Real Time Voice Integration
Agent Platform supports real-time voice interaction powered by advanced Voice AI models. This feature allows users to engage in natural conversations with AI agents through voice, as spoken input is recognized, processed, and responded to with minimal delay.Enabling Voice Support
Navigate to the Agentic app’s Configuration and enable Realtime Voice. This feature uses AI models to perform voice tasks. Select the appropriate model to be used for this integration.
- Voice AI Model: This model is responsible for interpreting user queries and generating spoken responses. See how to add an external model to the Platform.
- The Platform supports various models. See how to add an external model to the Platform.
- Temperature: This config controls the randomness and creativity of the responses. The value for this field can range from 0 to 1.2
- Lower values (for example, 0.2–0.6) produce more focused, deterministic answers.
- Higher values (for example, 1–1.2) make responses more creative and varied.
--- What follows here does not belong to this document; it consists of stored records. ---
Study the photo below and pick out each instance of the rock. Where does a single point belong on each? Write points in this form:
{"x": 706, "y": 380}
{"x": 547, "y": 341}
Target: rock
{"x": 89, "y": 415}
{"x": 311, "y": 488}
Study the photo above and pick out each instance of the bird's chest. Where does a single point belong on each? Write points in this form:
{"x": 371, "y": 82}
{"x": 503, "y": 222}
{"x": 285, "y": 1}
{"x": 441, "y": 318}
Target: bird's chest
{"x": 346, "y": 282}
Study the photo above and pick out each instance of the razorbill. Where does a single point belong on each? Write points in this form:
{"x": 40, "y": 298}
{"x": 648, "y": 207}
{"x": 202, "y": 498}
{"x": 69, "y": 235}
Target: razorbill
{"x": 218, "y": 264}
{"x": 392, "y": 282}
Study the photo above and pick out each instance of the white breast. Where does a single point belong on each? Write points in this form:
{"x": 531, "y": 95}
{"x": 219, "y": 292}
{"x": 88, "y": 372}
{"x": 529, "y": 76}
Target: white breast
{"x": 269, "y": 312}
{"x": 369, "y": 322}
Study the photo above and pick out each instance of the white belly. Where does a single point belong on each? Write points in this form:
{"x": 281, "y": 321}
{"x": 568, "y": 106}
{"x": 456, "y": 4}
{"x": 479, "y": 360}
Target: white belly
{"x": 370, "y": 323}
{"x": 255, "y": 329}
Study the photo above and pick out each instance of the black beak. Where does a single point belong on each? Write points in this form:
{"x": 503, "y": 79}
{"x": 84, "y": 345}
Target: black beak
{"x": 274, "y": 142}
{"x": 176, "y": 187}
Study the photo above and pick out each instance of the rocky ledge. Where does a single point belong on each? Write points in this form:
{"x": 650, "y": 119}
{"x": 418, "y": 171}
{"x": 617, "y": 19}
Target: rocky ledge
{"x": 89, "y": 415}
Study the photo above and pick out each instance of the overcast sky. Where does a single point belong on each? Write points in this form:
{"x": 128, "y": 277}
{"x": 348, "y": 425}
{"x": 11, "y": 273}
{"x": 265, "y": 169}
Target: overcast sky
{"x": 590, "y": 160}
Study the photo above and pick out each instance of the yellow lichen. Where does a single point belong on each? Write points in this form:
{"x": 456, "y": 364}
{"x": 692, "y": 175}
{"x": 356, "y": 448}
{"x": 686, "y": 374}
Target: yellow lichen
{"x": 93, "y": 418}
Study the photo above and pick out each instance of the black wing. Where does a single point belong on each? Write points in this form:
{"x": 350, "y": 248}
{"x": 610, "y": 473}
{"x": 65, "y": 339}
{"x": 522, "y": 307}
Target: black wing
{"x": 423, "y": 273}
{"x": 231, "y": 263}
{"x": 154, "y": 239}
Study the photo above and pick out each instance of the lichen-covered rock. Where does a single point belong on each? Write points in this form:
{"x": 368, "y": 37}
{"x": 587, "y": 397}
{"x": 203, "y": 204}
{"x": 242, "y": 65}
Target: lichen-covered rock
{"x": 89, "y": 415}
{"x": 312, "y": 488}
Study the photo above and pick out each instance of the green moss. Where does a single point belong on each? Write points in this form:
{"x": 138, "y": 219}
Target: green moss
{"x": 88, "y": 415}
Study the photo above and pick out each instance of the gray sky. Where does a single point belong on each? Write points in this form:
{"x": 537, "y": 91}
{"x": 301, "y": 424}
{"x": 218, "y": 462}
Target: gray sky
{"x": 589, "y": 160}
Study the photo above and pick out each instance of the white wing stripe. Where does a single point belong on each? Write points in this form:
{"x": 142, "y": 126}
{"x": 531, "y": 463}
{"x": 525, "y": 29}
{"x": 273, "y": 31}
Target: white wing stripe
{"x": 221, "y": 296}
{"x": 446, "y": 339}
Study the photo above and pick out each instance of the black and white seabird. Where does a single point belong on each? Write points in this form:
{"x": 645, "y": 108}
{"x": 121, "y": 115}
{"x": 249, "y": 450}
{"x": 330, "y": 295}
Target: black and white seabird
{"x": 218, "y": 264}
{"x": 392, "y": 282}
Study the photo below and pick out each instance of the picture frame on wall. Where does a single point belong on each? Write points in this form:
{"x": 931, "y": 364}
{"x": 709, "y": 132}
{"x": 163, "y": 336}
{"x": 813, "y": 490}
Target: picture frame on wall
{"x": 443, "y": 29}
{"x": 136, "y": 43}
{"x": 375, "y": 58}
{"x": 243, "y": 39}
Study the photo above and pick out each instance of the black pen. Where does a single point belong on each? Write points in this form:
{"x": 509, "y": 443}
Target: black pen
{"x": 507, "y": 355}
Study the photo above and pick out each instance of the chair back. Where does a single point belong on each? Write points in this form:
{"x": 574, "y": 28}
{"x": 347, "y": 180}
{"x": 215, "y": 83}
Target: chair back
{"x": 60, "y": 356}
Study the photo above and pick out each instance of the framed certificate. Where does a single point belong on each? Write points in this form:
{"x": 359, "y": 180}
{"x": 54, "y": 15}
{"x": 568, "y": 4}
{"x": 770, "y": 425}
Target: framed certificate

- Max Tokens: The maximum length of the model’s response in tokens. This config can take values from 1 to 32000. Consider the following while setting this value.
- A low token limit (for example, 100–300) ensures short, concise answers, ideal for real-time voice interactions, whereas a higher token limit (for example, 500–1000+) allows for more detailed and elaborate responses, more suited for multi-step instructions.
- The size of the response token directly affects the response time.
- For natural interactions, it’s recommended to keep the token size small.
- Voice: Select the voice used by the AI to deliver audio responses.
- Voice Activity Detection Parameters: Helps the application detect when a user’s turn ends. This is done with the help of the following parameters:
- Threshold: Adjusts the sensitivity for detecting voice activity. Lower values indicate greater sensitivity, allowing for the detection of quieter speech or shorter pauses. Whereas higher values indicate less sensitivity and wait for clearer silence.
- Prefix Padding: Duration of audio to include in the stream before speech is recognized
- Silence Duration: Duration of silence before the application considers the user’s message has ended
- Type: Select the type of voice activity detection to use